Mr Rotich is the head and founder of the Boresha Maisha holds high the vision of the group which is to ensure that every family in their community should have at least one university graduate.
 

“This is because education is key to development. So far we have assisted over 16 students in various secondary schools. We do thank the county government, our MP Barchilei and the national government for the bursary allocations that have seen our children through high school,” he says.
 

Rotich challenged parents in his community to set aside resources to educate their children.
“An educated person works with one hand while an illiterate person works with two hands, quite harder to succeed,” says Mr Rotich.
 

Boresha Maisha na Mazingira comprises about 50 members who live in Kiborokwa village in Uasin Gishu County.
 

The self-help group was formed by former alcoholics who pooled their resources, ideas and time to help one another overcome alcohol addiction.

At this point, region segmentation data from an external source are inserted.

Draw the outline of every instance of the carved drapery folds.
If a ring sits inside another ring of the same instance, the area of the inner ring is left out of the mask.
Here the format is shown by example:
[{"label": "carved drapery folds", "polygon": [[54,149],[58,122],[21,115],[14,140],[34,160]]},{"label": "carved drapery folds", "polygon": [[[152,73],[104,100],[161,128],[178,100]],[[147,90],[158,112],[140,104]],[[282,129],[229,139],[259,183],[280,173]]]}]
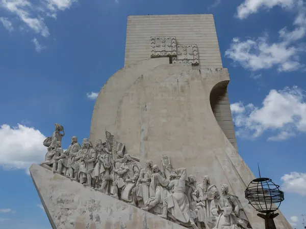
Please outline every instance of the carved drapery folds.
[{"label": "carved drapery folds", "polygon": [[[56,131],[59,129],[63,128],[56,125]],[[81,146],[73,136],[65,152],[61,137],[54,134],[57,140],[54,147],[48,147],[41,165],[187,227],[251,228],[238,197],[228,193],[228,185],[222,185],[219,191],[207,175],[201,181],[192,175],[187,177],[186,169],[174,168],[166,155],[161,158],[162,169],[150,160],[142,167],[139,158],[127,153],[124,144],[106,133],[105,141],[98,140],[94,147],[88,138]],[[51,142],[52,138],[47,139]]]},{"label": "carved drapery folds", "polygon": [[177,44],[175,37],[151,37],[151,58],[172,57],[173,63],[199,64],[196,44]]}]

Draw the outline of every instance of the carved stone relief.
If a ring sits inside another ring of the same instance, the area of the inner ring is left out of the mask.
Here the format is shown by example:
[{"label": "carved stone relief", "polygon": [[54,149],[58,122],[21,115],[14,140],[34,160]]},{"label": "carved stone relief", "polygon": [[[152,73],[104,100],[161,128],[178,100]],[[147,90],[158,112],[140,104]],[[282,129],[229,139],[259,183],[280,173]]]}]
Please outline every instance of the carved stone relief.
[{"label": "carved stone relief", "polygon": [[190,63],[192,65],[199,64],[199,57],[196,44],[177,45],[177,55],[172,58],[173,63]]},{"label": "carved stone relief", "polygon": [[151,57],[174,56],[176,55],[175,37],[151,37]]},{"label": "carved stone relief", "polygon": [[151,37],[151,58],[172,56],[172,63],[199,64],[197,46],[177,44],[175,37]]},{"label": "carved stone relief", "polygon": [[[59,126],[56,125],[56,131]],[[125,152],[124,144],[106,134],[105,141],[98,140],[94,147],[88,138],[80,146],[73,136],[65,152],[57,140],[54,148],[48,147],[41,165],[186,227],[251,228],[238,197],[228,193],[228,185],[222,185],[219,192],[208,176],[197,182],[194,176],[187,177],[185,168],[173,168],[166,155],[161,158],[162,170],[150,160],[143,168],[139,158]]]}]

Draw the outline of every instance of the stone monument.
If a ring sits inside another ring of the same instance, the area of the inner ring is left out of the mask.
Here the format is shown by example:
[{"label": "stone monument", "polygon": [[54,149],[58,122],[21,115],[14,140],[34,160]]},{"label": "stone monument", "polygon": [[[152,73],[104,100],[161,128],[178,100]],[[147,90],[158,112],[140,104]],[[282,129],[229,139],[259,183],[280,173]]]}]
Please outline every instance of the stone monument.
[{"label": "stone monument", "polygon": [[[90,138],[64,128],[30,172],[54,229],[261,229],[244,198],[212,15],[128,17],[125,66],[96,101]],[[292,228],[280,213],[279,229]]]}]

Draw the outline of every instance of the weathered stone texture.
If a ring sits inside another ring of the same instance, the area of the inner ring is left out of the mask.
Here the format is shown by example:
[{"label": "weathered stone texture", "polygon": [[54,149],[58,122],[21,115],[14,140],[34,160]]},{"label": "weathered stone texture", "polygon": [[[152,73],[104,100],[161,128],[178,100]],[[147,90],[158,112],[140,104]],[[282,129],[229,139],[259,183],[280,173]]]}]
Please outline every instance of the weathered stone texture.
[{"label": "weathered stone texture", "polygon": [[30,171],[53,229],[186,229],[36,164]]},{"label": "weathered stone texture", "polygon": [[[116,114],[111,116],[105,109],[94,111],[104,117],[97,127],[100,132],[111,125],[115,138],[125,144],[128,153],[139,156],[143,165],[147,159],[160,164],[162,155],[167,154],[175,167],[186,167],[198,181],[209,175],[219,187],[228,184],[253,228],[264,228],[244,198],[244,190],[254,177],[220,128],[211,106],[211,93],[228,82],[227,69],[200,71],[190,64],[168,64],[138,77],[125,76],[131,82],[118,100]],[[116,92],[107,85],[99,97],[111,98]],[[104,137],[95,134],[95,139]],[[275,221],[279,229],[290,228],[282,214]]]},{"label": "weathered stone texture", "polygon": [[[196,44],[199,63],[192,67],[193,69],[222,67],[212,14],[129,16],[124,65],[150,58],[151,36],[175,36],[178,44]],[[218,108],[213,110],[214,113],[225,136],[237,149],[227,85],[217,92],[214,104]]]}]

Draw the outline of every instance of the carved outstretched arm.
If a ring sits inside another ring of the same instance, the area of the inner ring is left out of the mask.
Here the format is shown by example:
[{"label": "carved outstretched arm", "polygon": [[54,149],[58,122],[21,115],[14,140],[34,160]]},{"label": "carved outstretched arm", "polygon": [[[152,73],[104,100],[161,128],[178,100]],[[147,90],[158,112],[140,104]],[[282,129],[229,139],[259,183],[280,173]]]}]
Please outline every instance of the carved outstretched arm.
[{"label": "carved outstretched arm", "polygon": [[92,158],[90,159],[89,160],[88,160],[87,161],[87,162],[88,162],[88,163],[93,162],[95,161],[96,160],[96,157],[93,157]]},{"label": "carved outstretched arm", "polygon": [[134,165],[133,167],[133,170],[134,173],[134,176],[132,178],[132,180],[133,180],[134,181],[136,181],[137,180],[138,180],[138,178],[139,178],[139,175],[140,174],[140,170],[139,170],[139,168],[138,168],[138,167]]},{"label": "carved outstretched arm", "polygon": [[187,173],[186,172],[186,168],[178,168],[177,169],[175,169],[175,172],[176,174],[181,174],[180,180],[185,180],[186,179],[187,176]]},{"label": "carved outstretched arm", "polygon": [[106,147],[104,148],[104,151],[106,152],[106,153],[109,154],[110,155],[112,155],[112,152],[109,151]]},{"label": "carved outstretched arm", "polygon": [[129,169],[127,168],[119,168],[119,169],[116,169],[114,170],[115,173],[117,173],[117,174],[118,175],[123,175],[123,174],[124,174],[125,173],[126,173],[126,172],[128,172],[128,171],[129,171]]},{"label": "carved outstretched arm", "polygon": [[139,157],[136,157],[133,155],[130,155],[131,156],[131,158],[134,160],[134,161],[137,161],[137,162],[139,162],[140,161],[140,159]]},{"label": "carved outstretched arm", "polygon": [[137,185],[140,184],[142,182],[145,182],[144,179],[143,179],[143,169],[141,169],[140,170],[140,173],[139,173],[139,177],[137,180]]}]

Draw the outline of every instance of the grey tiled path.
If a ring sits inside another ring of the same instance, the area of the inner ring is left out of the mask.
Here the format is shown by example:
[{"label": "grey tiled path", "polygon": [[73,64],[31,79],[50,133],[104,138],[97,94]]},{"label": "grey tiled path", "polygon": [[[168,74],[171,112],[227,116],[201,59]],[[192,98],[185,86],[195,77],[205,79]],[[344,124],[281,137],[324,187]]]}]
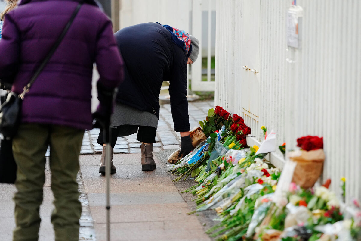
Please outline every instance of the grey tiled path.
[{"label": "grey tiled path", "polygon": [[[198,121],[204,119],[208,110],[213,107],[213,101],[190,102],[191,128],[199,126]],[[173,130],[169,104],[161,106],[160,117],[153,151],[179,148],[179,134]],[[82,153],[92,155],[83,155],[79,158],[81,172],[77,180],[82,207],[79,240],[105,240],[105,182],[104,177],[98,173],[101,151],[101,147],[96,142],[99,133],[99,129],[85,132]],[[114,150],[114,161],[117,168],[112,178],[114,205],[112,240],[209,240],[200,231],[202,228],[196,218],[185,214],[190,210],[166,174],[166,157],[156,160],[157,168],[154,171],[141,171],[139,154],[130,154],[140,151],[136,137],[136,134],[119,138]],[[121,153],[127,154],[118,154]],[[46,155],[48,155],[47,152]],[[54,208],[54,198],[50,188],[51,174],[48,163],[45,174],[44,198],[40,209],[43,221],[39,232],[40,241],[54,238],[50,218]],[[12,198],[16,190],[13,185],[1,184],[0,190],[0,240],[10,240],[15,227]],[[176,227],[174,225],[175,222]]]},{"label": "grey tiled path", "polygon": [[[208,110],[214,107],[214,100],[189,102],[188,113],[191,128],[199,126],[198,122],[203,120]],[[180,144],[179,133],[173,130],[174,127],[170,105],[161,106],[158,128],[156,138],[156,143],[153,145],[153,151],[162,149],[178,148]],[[86,130],[83,139],[81,153],[83,154],[101,153],[101,146],[96,143],[99,129]],[[136,140],[136,133],[123,137],[118,137],[114,148],[114,153],[138,153],[140,152],[140,143]]]}]

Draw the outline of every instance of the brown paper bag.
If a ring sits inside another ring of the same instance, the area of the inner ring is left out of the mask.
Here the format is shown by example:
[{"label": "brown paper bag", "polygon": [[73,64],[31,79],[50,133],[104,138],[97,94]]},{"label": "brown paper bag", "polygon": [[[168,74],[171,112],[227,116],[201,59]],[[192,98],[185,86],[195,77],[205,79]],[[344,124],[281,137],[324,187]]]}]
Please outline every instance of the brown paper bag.
[{"label": "brown paper bag", "polygon": [[277,241],[280,240],[281,233],[282,231],[279,230],[268,229],[262,235],[262,238],[264,241]]},{"label": "brown paper bag", "polygon": [[292,181],[305,189],[313,186],[322,173],[325,161],[323,150],[301,150],[300,155],[291,156],[290,159],[297,163]]},{"label": "brown paper bag", "polygon": [[[191,141],[192,141],[192,145],[193,146],[193,148],[196,147],[200,143],[207,139],[207,137],[203,133],[200,127],[195,127],[190,131],[190,134]],[[183,156],[178,157],[180,151],[180,148],[172,153],[169,156],[169,157],[168,158],[168,162],[170,163],[174,164],[180,160]]]}]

Together they were able to do far much more than what the best doctors could do.
 

Article 43(d) of the fourth chapter in the Constitution clearly spells out that every person has the right to clean and safe water in adequate quantities. However, in most households in Kenya, women still bear the responsibility of looking for water, in some cases over long distances. They have resorted to the helper-therapy principle through self-help groups.
 

The helper-therapy principle, which was coined by Riessman (1965), holds that people who are suffering from their own difficulties find that their painful experiences can help others in the same boat or those in similar circumstances.
 

Rotich is a trained and experienced primary school teacher. He rose through the ranks and retired as a head teacher of several schools in his neighborhood and beyond. He is now a board member of one of the institutions he once headed, thanks to his impressive track record.
 

Today, he is clad in a designer fitting blue stripped suit that befits his position in the society. However, his agility would portray him as a newly recruited teacher. But his speech exudes endless nuggets of wisdom which he has accumulated over the years in his teaching profession. He has just welcomed guests to witness the launch of the self-help group. Among them is the local member of the county assembly, Segero-Barsombe Ward Obadia Kipleting Kosgei.
 

The MCA promised to pump clean water to the primary school and to the neighboring homesteads. He also pledged to merge several self-help groups in his ward in a bid to get a bigger group that can attract funds from the county government for projects such as environment, health and education. But before such promises are brought to fruition, the women at Kiborokwo village in the ward are devising their own ways of fending for their families with the assistance of the self-help groups.